Cooperation Between ZF and Faurecia Gains Momentum with “Cockpit 2025”
- First joint seat concept ready for IAA 2017
- Additional projects exemplify integrated safety in passenger cars for automated and fully autonomous driving
- Collaboration road map targets “Cockpit 2025”: a system approach for a comfortable and safe interior
Friedrichshafen/Paris. Just a few months after signing a cooperation agreement at the beginning of May 2017, ZF and its partner Faurecia are unveiling the initial results of their collaboration as well as future plans. By introducing their new seat concept at Faurecia’s and ZF’s booths during IAA 2017, the two companies are shaping the trend toward a versatile, comfortable, and most importantly, a safer passenger car interior. A long-term road map will define additional milestones regarding integrated safety for future passenger car interiors. The goal of the cooperation between ZF and Faurecia is “Cockpit 2025” which will help support the transition from assisted and automated driving to fully autonomous driving at Levels 3, 4 and higher.
When ZF and Faurecia announced their cooperation in May 2017, the networked ecosystems from Silicon Valley served as a model. The initial results of their four-month cooperation demonstrate the impressive speed and agility from both suppliers at the 2017 IAA. A jointly developed seat concept demonstrates how passive safety can be designed for the transition phase from assisted to automated driving.
The seat supports three different driver positions: the driving position itself, a relaxed position and a working position in which the seat is turned slightly toward the middle of the cabin. It can be tilted a total of 25 degrees backward and up to 10 degrees toward the interior. To achieve these positions, the back of the seat is divided into two parts. The attachment point of the driver's seat belt is integrated into the seat and is designed to help meet changing conditions in the event of a crash. When transitioning between positions, the variable belt connection point near the shoulder can automatically adapt to the position of the reclined driver. ZF’s Active Control Retractor ACR 8 system can additionally send haptic signals to the driver whereby vibrations can redirect the driver's attention to what is happening on the road. The belt system can therefore also be integrated into the vehicle’s Human Machine Interface (HMI) which is important for assistance systems and automated driving functions where the driver is informed to retake control of the vehicle.
ZF has also developed and installed new side airbags: The ZF Advanced Far Side Airbag has been integrated into the seat in addition to a standard side airbag on the outside. It can help to protect the driver’s head and neck in case of a crash, especially if the impact is on the far side of the driver. An airbag integrated into the back of the driver’s seat helps to protect passengers in the back seat.

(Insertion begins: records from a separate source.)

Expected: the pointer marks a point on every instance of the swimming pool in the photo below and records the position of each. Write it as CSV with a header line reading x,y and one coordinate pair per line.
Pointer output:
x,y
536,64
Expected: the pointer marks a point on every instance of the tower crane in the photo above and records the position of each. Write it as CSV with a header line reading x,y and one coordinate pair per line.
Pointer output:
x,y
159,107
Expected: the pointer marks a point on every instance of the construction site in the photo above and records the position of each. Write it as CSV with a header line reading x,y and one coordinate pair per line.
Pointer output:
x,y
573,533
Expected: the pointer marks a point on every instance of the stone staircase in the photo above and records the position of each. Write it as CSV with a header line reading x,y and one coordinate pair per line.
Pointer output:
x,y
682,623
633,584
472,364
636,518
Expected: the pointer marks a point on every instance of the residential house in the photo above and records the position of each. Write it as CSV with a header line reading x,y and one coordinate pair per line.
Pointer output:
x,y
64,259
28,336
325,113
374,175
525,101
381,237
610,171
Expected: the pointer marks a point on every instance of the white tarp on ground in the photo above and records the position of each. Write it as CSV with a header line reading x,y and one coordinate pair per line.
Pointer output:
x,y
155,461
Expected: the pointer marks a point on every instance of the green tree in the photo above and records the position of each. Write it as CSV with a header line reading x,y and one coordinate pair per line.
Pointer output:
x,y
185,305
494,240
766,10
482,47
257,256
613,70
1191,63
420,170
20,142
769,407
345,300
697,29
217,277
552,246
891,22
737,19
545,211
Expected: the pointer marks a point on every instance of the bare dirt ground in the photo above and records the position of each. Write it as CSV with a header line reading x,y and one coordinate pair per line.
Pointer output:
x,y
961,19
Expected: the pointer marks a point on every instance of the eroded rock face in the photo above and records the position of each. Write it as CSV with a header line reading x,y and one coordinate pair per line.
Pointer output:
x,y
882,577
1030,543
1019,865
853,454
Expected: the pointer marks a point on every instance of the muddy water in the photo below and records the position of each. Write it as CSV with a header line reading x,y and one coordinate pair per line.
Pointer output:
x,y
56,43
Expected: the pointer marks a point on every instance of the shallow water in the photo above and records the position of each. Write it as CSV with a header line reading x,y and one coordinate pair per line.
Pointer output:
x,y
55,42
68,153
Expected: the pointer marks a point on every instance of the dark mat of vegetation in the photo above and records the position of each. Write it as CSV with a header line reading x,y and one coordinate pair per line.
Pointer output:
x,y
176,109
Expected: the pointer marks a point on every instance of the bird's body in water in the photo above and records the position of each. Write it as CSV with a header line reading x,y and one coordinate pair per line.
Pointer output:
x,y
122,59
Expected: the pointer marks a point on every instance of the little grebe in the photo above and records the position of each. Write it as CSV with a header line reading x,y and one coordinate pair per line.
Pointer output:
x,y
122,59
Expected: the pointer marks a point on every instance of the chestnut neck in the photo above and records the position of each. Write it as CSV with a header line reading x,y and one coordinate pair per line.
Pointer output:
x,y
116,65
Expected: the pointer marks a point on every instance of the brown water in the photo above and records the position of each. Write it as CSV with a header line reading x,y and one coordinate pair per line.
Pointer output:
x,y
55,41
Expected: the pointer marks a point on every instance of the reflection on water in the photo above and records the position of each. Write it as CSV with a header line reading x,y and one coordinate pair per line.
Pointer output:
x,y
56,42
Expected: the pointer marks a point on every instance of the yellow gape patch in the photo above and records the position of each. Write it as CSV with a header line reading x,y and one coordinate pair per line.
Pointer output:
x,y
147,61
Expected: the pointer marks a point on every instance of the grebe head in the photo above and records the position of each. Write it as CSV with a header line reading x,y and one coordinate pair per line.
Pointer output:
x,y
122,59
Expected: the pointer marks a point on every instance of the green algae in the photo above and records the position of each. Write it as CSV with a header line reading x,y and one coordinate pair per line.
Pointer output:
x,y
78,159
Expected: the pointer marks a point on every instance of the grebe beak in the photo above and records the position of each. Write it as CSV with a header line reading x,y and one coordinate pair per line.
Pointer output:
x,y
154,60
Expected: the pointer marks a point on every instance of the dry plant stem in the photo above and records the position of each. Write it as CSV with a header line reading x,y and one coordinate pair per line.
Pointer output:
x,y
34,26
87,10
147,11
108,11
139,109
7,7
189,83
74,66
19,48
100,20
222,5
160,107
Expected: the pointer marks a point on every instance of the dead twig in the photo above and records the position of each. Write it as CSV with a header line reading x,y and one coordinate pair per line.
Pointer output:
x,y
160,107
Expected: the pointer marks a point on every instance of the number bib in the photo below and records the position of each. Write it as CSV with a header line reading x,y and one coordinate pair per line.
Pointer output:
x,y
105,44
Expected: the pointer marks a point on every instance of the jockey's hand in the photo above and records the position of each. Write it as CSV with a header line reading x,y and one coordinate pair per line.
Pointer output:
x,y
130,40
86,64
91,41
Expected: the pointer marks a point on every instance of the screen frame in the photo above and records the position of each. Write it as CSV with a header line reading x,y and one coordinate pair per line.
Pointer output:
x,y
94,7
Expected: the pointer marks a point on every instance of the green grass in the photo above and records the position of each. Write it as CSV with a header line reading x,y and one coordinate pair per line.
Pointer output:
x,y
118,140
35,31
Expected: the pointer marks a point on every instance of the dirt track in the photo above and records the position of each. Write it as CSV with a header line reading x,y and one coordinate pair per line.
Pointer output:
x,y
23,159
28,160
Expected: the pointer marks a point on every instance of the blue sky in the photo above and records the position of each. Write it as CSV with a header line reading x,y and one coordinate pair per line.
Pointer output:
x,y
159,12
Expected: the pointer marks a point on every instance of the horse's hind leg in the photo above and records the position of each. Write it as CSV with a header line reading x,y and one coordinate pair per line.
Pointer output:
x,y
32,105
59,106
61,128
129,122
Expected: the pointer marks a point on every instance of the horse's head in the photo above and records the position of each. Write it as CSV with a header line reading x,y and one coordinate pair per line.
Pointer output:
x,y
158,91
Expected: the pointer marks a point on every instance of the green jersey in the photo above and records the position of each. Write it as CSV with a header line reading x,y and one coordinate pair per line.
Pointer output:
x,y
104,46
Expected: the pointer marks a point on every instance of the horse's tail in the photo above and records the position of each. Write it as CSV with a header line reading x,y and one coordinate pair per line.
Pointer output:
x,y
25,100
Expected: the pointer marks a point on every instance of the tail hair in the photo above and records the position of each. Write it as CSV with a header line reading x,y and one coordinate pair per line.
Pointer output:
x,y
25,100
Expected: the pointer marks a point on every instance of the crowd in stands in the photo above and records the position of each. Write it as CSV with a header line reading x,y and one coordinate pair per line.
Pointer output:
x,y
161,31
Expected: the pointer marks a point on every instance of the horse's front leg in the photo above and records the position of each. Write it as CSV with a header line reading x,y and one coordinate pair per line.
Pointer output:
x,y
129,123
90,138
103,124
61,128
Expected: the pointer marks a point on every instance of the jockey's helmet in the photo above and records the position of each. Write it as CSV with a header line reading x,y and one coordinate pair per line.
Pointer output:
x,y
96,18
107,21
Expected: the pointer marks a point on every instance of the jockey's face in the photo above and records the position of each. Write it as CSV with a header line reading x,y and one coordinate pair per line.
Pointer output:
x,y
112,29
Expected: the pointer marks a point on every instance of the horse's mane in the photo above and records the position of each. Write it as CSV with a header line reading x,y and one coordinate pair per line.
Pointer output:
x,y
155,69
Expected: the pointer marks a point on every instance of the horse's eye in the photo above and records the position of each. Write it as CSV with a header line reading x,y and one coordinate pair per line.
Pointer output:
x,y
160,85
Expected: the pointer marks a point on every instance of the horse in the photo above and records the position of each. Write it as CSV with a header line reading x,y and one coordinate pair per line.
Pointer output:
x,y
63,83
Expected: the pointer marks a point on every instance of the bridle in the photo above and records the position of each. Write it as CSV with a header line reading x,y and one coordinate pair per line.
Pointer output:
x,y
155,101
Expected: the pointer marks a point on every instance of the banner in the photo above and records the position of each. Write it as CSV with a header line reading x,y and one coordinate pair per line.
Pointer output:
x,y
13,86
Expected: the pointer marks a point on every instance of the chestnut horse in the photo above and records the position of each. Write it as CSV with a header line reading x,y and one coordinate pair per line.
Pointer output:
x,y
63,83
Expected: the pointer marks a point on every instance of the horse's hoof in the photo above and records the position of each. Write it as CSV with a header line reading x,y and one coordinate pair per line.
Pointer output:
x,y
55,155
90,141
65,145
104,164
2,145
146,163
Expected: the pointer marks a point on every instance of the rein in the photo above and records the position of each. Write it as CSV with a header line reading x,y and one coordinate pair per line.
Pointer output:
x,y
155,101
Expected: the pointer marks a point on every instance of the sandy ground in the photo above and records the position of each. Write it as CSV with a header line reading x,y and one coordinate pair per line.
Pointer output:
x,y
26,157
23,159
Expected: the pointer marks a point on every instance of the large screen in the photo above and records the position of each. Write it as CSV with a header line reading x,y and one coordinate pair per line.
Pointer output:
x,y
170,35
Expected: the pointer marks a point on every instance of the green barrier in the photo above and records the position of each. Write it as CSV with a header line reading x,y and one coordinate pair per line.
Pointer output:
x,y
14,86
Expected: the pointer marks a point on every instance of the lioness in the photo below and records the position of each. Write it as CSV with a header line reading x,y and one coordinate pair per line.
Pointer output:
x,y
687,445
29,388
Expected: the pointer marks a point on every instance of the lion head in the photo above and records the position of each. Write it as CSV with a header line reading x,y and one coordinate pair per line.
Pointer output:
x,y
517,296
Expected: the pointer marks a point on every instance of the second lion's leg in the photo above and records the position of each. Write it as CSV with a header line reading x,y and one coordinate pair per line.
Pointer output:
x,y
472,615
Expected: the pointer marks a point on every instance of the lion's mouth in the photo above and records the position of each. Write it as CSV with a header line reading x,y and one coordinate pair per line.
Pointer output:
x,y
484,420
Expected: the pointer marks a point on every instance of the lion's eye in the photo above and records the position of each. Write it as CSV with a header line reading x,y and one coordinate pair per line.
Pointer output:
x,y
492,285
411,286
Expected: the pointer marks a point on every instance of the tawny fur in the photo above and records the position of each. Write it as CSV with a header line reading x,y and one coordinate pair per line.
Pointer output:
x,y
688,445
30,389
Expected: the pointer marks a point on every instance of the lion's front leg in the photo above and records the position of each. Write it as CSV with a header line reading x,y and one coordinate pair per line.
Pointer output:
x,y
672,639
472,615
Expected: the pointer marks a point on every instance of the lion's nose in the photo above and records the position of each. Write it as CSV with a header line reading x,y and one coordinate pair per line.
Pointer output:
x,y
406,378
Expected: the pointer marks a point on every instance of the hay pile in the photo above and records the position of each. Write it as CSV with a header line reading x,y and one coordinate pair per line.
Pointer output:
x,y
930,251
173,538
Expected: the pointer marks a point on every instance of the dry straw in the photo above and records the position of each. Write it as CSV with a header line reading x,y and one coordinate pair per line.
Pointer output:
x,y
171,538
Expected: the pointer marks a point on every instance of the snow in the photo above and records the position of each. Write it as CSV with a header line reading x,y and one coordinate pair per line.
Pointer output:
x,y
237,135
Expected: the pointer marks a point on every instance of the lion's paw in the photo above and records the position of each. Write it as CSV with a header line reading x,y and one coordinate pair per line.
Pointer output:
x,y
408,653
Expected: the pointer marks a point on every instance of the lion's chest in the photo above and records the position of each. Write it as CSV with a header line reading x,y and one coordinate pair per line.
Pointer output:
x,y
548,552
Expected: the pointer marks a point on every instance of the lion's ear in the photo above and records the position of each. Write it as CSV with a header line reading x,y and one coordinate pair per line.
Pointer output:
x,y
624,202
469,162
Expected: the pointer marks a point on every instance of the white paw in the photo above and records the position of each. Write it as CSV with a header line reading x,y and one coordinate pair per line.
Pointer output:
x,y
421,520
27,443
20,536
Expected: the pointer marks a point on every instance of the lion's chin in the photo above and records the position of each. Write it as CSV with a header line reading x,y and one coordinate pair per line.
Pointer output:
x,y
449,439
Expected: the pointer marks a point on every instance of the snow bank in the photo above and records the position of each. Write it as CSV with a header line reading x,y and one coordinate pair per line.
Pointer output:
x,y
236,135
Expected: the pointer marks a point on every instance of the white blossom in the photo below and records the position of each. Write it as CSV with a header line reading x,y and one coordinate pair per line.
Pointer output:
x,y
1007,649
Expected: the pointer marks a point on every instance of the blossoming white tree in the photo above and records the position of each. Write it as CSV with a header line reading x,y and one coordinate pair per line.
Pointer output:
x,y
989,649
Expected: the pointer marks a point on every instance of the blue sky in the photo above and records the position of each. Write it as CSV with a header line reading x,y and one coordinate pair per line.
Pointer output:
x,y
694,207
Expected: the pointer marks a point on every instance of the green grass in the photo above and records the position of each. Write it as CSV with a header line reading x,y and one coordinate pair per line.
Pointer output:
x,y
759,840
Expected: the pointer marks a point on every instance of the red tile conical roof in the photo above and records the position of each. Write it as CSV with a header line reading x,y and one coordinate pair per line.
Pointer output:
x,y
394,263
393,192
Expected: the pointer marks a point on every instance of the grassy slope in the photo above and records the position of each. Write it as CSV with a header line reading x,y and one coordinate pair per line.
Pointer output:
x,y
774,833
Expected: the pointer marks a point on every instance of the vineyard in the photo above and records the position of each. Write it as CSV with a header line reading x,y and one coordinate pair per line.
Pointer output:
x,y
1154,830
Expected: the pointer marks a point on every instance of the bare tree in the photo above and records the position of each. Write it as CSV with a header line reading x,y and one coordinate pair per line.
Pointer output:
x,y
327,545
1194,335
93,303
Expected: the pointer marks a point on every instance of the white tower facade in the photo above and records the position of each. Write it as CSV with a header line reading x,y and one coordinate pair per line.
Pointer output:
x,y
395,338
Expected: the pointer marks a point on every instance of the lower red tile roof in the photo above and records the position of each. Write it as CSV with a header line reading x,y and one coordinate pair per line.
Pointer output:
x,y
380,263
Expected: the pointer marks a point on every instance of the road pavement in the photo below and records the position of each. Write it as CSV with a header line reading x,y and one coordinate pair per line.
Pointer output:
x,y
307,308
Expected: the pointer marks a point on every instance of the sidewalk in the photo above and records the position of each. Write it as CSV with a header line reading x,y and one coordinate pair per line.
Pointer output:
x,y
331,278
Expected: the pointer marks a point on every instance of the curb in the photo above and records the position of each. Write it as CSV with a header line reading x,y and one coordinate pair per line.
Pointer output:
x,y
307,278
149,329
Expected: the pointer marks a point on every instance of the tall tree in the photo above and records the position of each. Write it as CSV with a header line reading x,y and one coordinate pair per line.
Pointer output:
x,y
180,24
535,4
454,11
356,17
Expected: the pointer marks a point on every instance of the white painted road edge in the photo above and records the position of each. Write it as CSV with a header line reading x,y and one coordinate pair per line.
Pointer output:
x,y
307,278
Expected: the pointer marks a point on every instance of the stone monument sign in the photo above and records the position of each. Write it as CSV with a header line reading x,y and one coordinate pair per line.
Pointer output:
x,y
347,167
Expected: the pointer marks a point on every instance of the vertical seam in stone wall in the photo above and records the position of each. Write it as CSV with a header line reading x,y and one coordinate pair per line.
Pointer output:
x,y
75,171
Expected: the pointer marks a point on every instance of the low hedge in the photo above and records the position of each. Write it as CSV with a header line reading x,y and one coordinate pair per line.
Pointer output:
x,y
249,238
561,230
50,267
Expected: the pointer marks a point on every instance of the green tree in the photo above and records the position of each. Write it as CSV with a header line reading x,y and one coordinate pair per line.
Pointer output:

“We have been able to introduce an initial prototype just four months after starting our collaboration. The fact that our two companies were able to bring together their respective areas of expertise in such a short period of time is also a strong signal for the long-term direction of our cooperation,” explains Torsten Gollewski, responsible for Advanced Engineering at ZF. David Degrange, Vice President of the Cockpit of the future project at Faurecia comments: “It took only 4 months – revealing the common approach and culture between the two groups - to build this unique and exclusive safety cocoon concept. A speed record in the automotive industry and once again a demonstration of the shared commitment to propose added value technology to our customers.”
The car interior in the autonomous driving era
The new seat concept was able to be realized as both ZF and Faurecia rapidly established a common understanding of integrated safety, and as a result have developed medium and long-term goals – in addition to the first specific concept seat. Under the term “Cockpit 2025”, the companies aim to shape the transformation of the car interior from assisted to automated driving. To this end, the partners have defined several action areas, namely, comfort and safety functions that affect the seat and the vehicle chassis; cockpit elements such as the display, steering wheel and passenger protection. Other action fields include interior monitoring and the interaction between systems in the critical pre-crash phase in order to help increase occupant protection in the last milliseconds when a crash is unavoidable.
“These action areas cover a wide spectrum of the requirements of current and future driving functions, but especially automated and fully autonomous driving functions,” says Gollewski. “All of these elements are heavily dependent on one another, which is why a shared systems approach between ZF and Faurecia will help create better solutions for future occupant safety than a standalone approach.”
Using a road map, the partners are continuing to solidify their approaches and solutions for the coming years. For example, in 2022, they will introduce and offer a forward-looking vehicle interior that supports both conditionally as well as highly automated driving (Level 3 and Level 4).